Lob aus Gewohnheit
Zweifellos besteht die Herausforderung darin, die Anerkennung allen Kindern zu möglichst gleichen Teilen zukommen zu lassen. Um alle Kinder in den Blick zu nehmen, ist eine Auflistung aller Kindernamen der eigenen Gruppe eine nützliche Stütze. Mit Hilfe der Liste wird hinter jedem Kind mindestens einmal im Monat eine Handlung, ein Lernschritt oder eine Geste des Kindes eingetragen. Nach Möglichkeit gibt es von dem Ereignis sogar ein Foto, über das die Fachkraft mit dem Kind in ein anerkennendes Gespräch gehen kann. Diese Liste führt jede Fachkraft einzeln für sich, basierend auf ihren Beobachtungen. Durch den Austausch der Fachkräfte über die jeweiligen Situationen entsteht ein umfangreiches Bild der einzelnen Kinder.
Aber oft ist uns das Loben zur Gewohnheit geworden: Lässt sich unser Sprachgebrauch und die dahinter liegende Haltung einfach so in eine anerkennende, „lobfreie“ Haltung umkehren?
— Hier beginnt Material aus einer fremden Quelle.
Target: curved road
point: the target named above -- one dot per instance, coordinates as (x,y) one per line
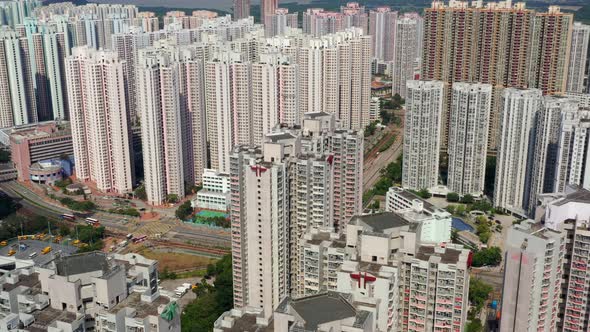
(114,223)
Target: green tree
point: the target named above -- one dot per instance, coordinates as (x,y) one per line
(460,210)
(7,206)
(451,208)
(490,177)
(4,156)
(140,192)
(487,257)
(397,101)
(370,129)
(452,197)
(483,231)
(63,183)
(474,326)
(184,210)
(171,198)
(481,205)
(467,199)
(200,314)
(479,292)
(423,193)
(64,230)
(385,117)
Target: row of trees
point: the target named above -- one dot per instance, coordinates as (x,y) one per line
(211,301)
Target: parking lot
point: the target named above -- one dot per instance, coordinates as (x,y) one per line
(25,248)
(168,287)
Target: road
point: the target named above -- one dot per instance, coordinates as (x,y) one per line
(375,162)
(169,229)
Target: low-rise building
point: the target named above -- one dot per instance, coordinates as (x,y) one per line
(434,223)
(328,311)
(215,192)
(31,144)
(81,292)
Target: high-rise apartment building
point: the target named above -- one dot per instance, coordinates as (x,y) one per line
(546,266)
(99,120)
(382,28)
(147,21)
(245,100)
(550,50)
(14,12)
(512,47)
(17,97)
(281,20)
(47,48)
(267,10)
(346,147)
(515,155)
(577,74)
(335,76)
(260,227)
(303,178)
(171,94)
(532,278)
(321,254)
(573,154)
(194,21)
(241,9)
(468,137)
(424,106)
(547,162)
(406,52)
(318,22)
(354,15)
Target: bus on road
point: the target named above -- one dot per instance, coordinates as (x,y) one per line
(69,217)
(92,221)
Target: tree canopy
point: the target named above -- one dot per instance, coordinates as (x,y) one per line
(479,292)
(487,257)
(184,210)
(211,302)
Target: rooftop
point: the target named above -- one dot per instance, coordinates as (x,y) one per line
(142,309)
(247,322)
(81,263)
(447,255)
(579,195)
(410,196)
(322,308)
(280,136)
(44,317)
(380,221)
(24,280)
Verhaltensänderung braucht Zeit und die selbstkritische Reflexion unseres erzieherischen Handelns. Feedback einer vertrauensvollen Kollegin kann helfen, im Außen eine Rückmeldung zum eigenen Wirken zu erhalten. Sich stereotyper Denkmuster bewusst zu werden, hat einen nachhaltigen Einfl uss auf die Interaktionsqualität zwischen mir und dem Kind. Diese Interaktionsqualität ist über stumpfes Loben nicht zu erreichen, vielmehr wird sie dadurch gehemmt.
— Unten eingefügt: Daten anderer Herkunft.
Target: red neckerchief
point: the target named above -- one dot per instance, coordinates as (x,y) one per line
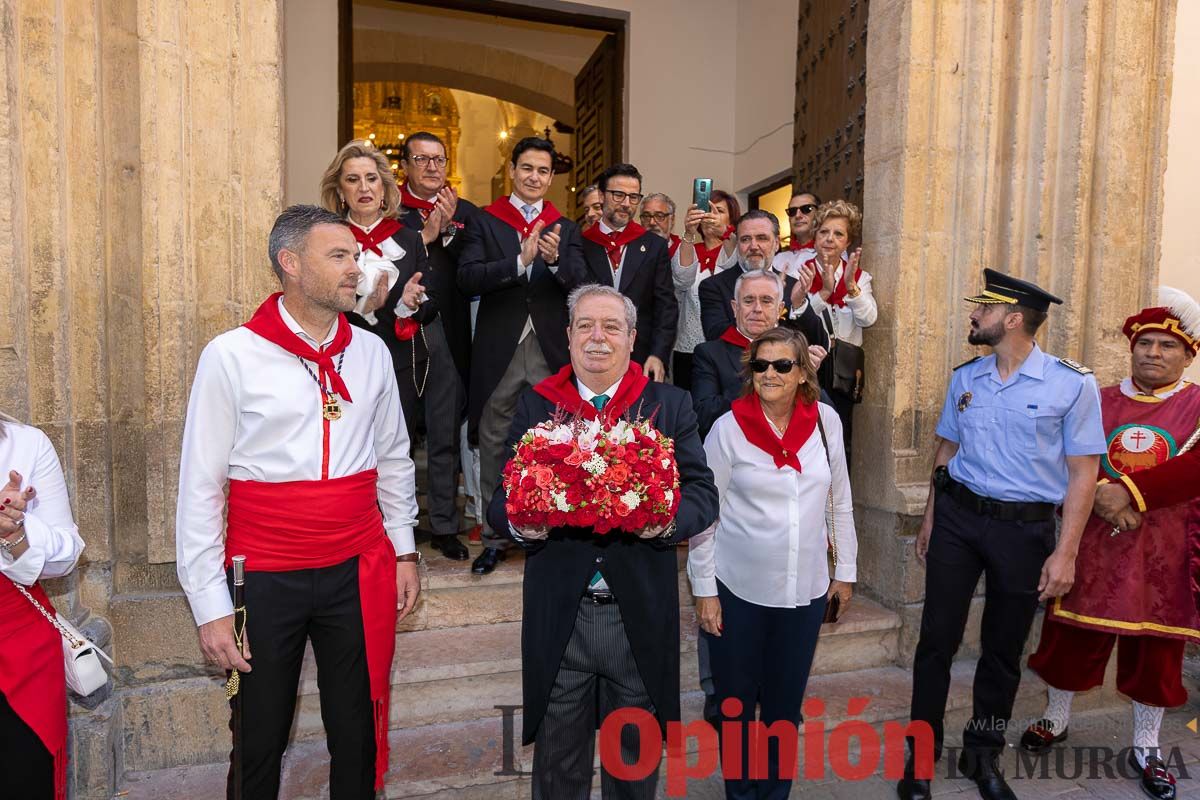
(411,200)
(503,210)
(733,336)
(753,420)
(672,245)
(370,241)
(561,390)
(269,324)
(839,293)
(613,242)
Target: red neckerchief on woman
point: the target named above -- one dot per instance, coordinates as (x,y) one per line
(753,420)
(269,324)
(411,200)
(561,390)
(733,336)
(383,230)
(503,210)
(839,293)
(613,242)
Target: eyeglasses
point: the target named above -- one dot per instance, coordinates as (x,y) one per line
(783,366)
(621,197)
(438,161)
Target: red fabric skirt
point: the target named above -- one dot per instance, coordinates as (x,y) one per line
(31,673)
(311,524)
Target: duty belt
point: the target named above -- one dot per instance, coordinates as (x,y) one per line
(1001,510)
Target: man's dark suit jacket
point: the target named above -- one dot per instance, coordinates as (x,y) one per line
(489,269)
(717,382)
(643,575)
(646,280)
(442,281)
(717,311)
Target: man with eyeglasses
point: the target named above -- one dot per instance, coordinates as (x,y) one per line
(521,257)
(431,206)
(801,246)
(623,254)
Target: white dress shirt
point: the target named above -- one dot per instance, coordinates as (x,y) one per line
(769,543)
(54,542)
(255,414)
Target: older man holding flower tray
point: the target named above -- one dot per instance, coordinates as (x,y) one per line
(603,609)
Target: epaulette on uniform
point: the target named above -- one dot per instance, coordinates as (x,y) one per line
(1077,366)
(967,361)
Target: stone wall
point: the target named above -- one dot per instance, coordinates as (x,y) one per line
(139,174)
(1027,137)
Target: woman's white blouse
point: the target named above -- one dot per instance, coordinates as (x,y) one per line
(54,542)
(769,543)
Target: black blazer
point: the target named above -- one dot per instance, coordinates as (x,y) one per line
(442,281)
(489,269)
(717,382)
(643,575)
(717,310)
(646,280)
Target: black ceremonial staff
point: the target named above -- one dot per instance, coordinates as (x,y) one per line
(234,683)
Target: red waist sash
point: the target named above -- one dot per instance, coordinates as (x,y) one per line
(309,524)
(31,673)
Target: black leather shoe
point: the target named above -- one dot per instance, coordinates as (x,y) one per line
(1041,737)
(487,560)
(912,788)
(450,547)
(982,769)
(1156,781)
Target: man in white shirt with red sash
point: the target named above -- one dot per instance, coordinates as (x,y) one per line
(298,414)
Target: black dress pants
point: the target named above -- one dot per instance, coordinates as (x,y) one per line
(285,609)
(29,767)
(964,546)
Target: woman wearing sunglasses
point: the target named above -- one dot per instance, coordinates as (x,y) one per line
(761,575)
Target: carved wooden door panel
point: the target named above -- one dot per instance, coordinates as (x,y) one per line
(598,110)
(831,98)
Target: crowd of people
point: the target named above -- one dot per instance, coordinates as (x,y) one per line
(407,313)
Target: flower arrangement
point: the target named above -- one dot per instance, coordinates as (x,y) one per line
(573,471)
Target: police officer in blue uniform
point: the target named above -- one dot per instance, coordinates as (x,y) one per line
(1020,434)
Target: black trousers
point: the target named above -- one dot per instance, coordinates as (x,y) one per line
(285,609)
(597,674)
(28,765)
(762,657)
(441,405)
(964,546)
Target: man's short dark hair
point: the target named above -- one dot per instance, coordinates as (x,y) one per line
(618,170)
(533,143)
(816,198)
(423,136)
(292,228)
(761,214)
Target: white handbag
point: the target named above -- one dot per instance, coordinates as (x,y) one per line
(81,656)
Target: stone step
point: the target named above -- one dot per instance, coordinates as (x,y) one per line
(466,761)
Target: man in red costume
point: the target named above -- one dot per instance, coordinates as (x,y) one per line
(1132,578)
(297,414)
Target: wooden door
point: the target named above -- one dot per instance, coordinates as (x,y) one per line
(831,98)
(598,114)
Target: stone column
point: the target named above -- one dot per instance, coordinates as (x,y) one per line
(1027,137)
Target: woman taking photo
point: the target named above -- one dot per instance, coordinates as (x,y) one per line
(717,250)
(761,573)
(37,540)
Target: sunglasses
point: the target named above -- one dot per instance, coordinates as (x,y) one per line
(783,366)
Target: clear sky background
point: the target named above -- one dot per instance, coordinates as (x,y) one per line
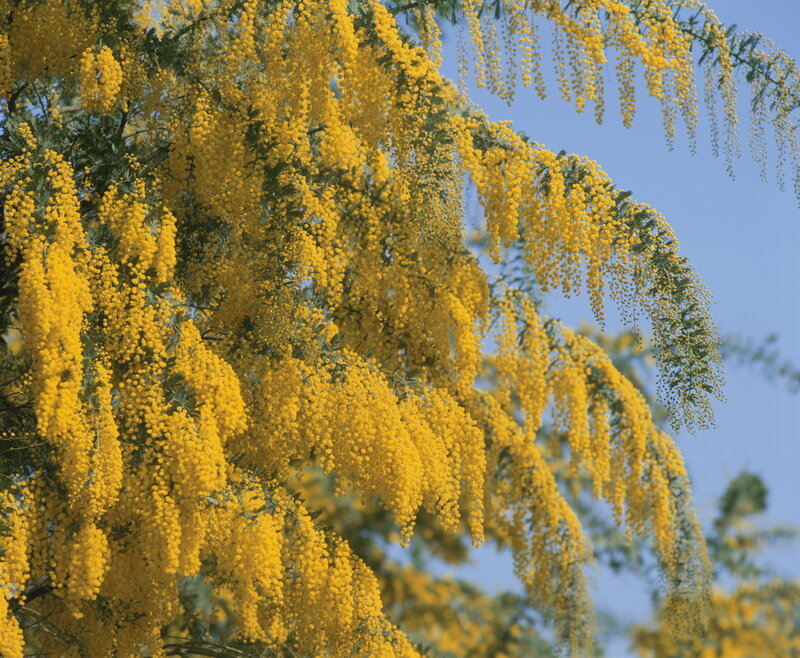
(743,237)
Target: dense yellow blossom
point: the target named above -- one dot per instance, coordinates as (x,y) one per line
(236,231)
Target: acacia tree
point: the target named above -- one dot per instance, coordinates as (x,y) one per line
(233,240)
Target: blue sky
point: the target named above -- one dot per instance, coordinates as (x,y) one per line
(742,235)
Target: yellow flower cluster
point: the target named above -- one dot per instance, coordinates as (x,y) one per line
(45,37)
(582,35)
(421,449)
(100,79)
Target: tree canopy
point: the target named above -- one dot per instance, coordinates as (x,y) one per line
(246,332)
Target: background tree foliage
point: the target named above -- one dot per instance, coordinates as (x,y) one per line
(248,348)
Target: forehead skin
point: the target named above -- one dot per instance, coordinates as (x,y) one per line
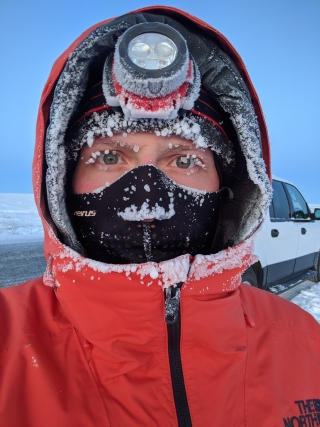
(144,149)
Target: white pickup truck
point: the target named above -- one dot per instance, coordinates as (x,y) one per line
(288,243)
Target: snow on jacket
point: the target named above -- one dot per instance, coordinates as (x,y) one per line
(88,345)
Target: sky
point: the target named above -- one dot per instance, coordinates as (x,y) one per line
(278,40)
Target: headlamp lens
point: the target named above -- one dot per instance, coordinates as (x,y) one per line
(152,51)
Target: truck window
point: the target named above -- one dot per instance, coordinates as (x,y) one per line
(299,205)
(280,202)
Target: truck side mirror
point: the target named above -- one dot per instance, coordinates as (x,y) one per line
(317,213)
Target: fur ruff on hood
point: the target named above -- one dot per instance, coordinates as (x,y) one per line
(224,77)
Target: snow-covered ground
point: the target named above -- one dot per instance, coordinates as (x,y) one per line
(20,222)
(19,219)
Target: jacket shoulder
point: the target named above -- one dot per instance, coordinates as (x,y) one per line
(30,308)
(276,312)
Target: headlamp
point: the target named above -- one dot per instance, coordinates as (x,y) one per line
(151,74)
(152,51)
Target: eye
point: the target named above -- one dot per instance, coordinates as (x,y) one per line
(110,158)
(184,162)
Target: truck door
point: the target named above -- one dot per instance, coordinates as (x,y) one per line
(306,229)
(283,238)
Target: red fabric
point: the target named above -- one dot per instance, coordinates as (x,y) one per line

Kleine, feine Änderungen im Sprachgebrauch können helfen
Schon kleine Änderungen im Sprachgebrauch machen den Unterschied: Anstatt zu sagen: „Das hast du toll gemacht“, kann man das Kind fragen: „Erzählst du mir, wie du das geschafft hast?“. Anschließend wird die Handlung des Kindes verbal anerkannt. Etwa so: „Ich bin beeindruckt, wie toll du die Bauecke aufgeräumt hast. Ich sehe, wie viel Mühe du dir gegeben hast, alles wieder an seinen Platz zu stellen.“ Hier erfährt das Kind tatsächlich Anerkennung und wird nicht nur auf sein positives Verhalten reduziert. Falsch wäre dagegen: „Toll aufgeräumt, du weltbester Aufräumer!“.
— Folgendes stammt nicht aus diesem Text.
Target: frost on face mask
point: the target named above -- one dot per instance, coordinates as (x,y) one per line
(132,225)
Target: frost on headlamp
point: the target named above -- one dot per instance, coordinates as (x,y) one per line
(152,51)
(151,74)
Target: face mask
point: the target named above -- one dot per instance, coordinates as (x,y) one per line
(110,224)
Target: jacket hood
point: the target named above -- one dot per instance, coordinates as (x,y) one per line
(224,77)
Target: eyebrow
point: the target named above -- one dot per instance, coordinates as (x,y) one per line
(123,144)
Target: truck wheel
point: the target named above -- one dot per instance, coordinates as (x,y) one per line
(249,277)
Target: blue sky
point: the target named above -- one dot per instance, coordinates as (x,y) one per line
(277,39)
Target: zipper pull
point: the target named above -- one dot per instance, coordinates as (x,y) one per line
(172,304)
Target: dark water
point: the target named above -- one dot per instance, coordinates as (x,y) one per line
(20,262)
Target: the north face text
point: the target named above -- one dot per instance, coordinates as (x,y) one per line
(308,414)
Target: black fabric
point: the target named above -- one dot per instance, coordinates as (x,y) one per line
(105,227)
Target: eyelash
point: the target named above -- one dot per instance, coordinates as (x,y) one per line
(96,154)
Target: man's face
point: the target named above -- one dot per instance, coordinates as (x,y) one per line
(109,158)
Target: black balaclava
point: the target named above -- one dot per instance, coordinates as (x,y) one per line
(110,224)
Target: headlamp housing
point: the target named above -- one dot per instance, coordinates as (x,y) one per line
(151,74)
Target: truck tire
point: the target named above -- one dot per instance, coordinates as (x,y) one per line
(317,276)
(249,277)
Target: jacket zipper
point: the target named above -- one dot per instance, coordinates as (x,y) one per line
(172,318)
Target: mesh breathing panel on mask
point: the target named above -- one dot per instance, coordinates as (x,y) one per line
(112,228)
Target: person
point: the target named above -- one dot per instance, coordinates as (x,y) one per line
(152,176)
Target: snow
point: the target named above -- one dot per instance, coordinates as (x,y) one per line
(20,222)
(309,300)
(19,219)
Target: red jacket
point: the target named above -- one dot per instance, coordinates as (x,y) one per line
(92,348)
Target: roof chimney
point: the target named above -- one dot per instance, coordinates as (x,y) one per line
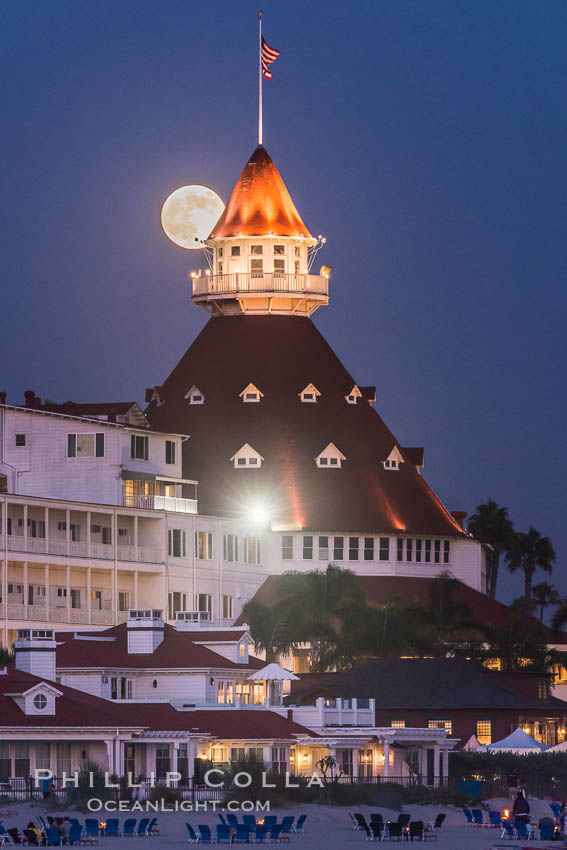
(35,652)
(145,631)
(459,516)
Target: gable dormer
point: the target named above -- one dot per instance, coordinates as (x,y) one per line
(251,393)
(394,459)
(246,458)
(309,394)
(354,395)
(330,457)
(195,396)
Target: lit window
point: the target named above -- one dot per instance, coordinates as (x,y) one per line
(287,547)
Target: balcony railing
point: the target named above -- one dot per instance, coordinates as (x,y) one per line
(161,503)
(220,284)
(73,549)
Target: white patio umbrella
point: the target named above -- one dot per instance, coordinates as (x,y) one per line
(273,673)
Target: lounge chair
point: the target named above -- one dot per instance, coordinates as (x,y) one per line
(193,837)
(416,830)
(223,834)
(206,836)
(129,827)
(112,828)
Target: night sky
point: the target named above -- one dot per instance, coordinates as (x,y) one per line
(427,139)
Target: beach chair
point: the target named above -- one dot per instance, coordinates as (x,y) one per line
(143,827)
(206,836)
(112,829)
(223,834)
(478,817)
(546,828)
(75,834)
(129,828)
(416,830)
(299,825)
(53,837)
(242,833)
(193,837)
(507,830)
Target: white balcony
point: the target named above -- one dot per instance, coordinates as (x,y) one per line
(250,282)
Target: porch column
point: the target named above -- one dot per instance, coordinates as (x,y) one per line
(436,765)
(386,759)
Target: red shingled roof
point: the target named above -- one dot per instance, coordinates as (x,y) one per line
(260,203)
(178,650)
(281,355)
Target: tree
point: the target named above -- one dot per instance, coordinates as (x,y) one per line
(490,524)
(529,552)
(544,595)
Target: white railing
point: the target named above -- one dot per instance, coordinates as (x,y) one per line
(161,503)
(73,549)
(219,284)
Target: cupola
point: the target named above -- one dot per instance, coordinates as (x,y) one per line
(260,251)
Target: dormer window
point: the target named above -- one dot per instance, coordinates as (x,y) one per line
(394,459)
(354,395)
(195,396)
(246,458)
(309,394)
(330,458)
(251,393)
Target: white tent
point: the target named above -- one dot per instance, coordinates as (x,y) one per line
(518,742)
(273,673)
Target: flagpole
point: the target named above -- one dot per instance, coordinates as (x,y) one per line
(260,128)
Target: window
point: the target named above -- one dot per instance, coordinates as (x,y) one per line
(252,550)
(203,545)
(40,702)
(227,607)
(169,451)
(139,447)
(484,731)
(230,547)
(85,445)
(447,725)
(353,548)
(176,543)
(308,547)
(323,548)
(287,547)
(338,548)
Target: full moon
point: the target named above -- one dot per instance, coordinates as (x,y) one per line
(189,215)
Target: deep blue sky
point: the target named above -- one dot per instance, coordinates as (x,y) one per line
(427,139)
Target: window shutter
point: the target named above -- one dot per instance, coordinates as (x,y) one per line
(99,440)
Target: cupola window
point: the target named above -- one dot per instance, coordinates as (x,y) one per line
(354,395)
(251,393)
(195,396)
(247,457)
(394,459)
(309,393)
(330,458)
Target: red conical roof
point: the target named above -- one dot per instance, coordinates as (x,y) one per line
(260,204)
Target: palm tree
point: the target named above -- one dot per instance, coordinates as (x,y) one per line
(491,524)
(544,595)
(529,552)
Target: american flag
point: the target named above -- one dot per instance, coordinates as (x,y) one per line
(269,55)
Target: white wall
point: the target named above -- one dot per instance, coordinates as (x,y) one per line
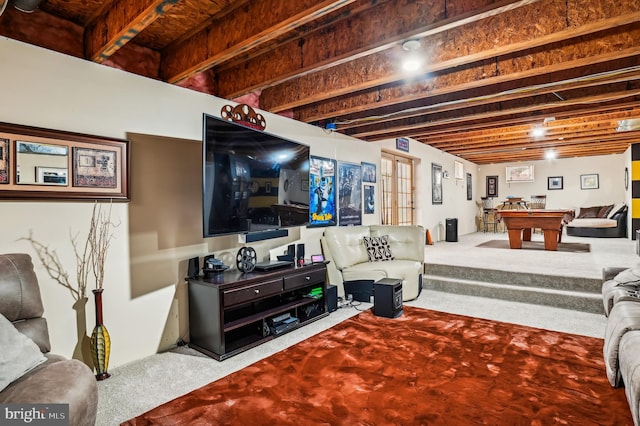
(145,308)
(454,191)
(610,170)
Permanentes Lob ist ähnlich wie ein Nein in Dauerschleife, die Kinder werden sprichwörtlich taub dafür. Ein ähnlicher Effekt tritt ein, wenn Kinder ständig für Alltäglichkeiten gelobt werden. Hiermit entkräften wir selbst die beabsichtigte Wirkung des positiven Zuspruchs. Wer schon tausendmal gehört hat, wie super er oder sie die Toilette abspült, wird unweigerlich die Ohren auf Durchzug schalten.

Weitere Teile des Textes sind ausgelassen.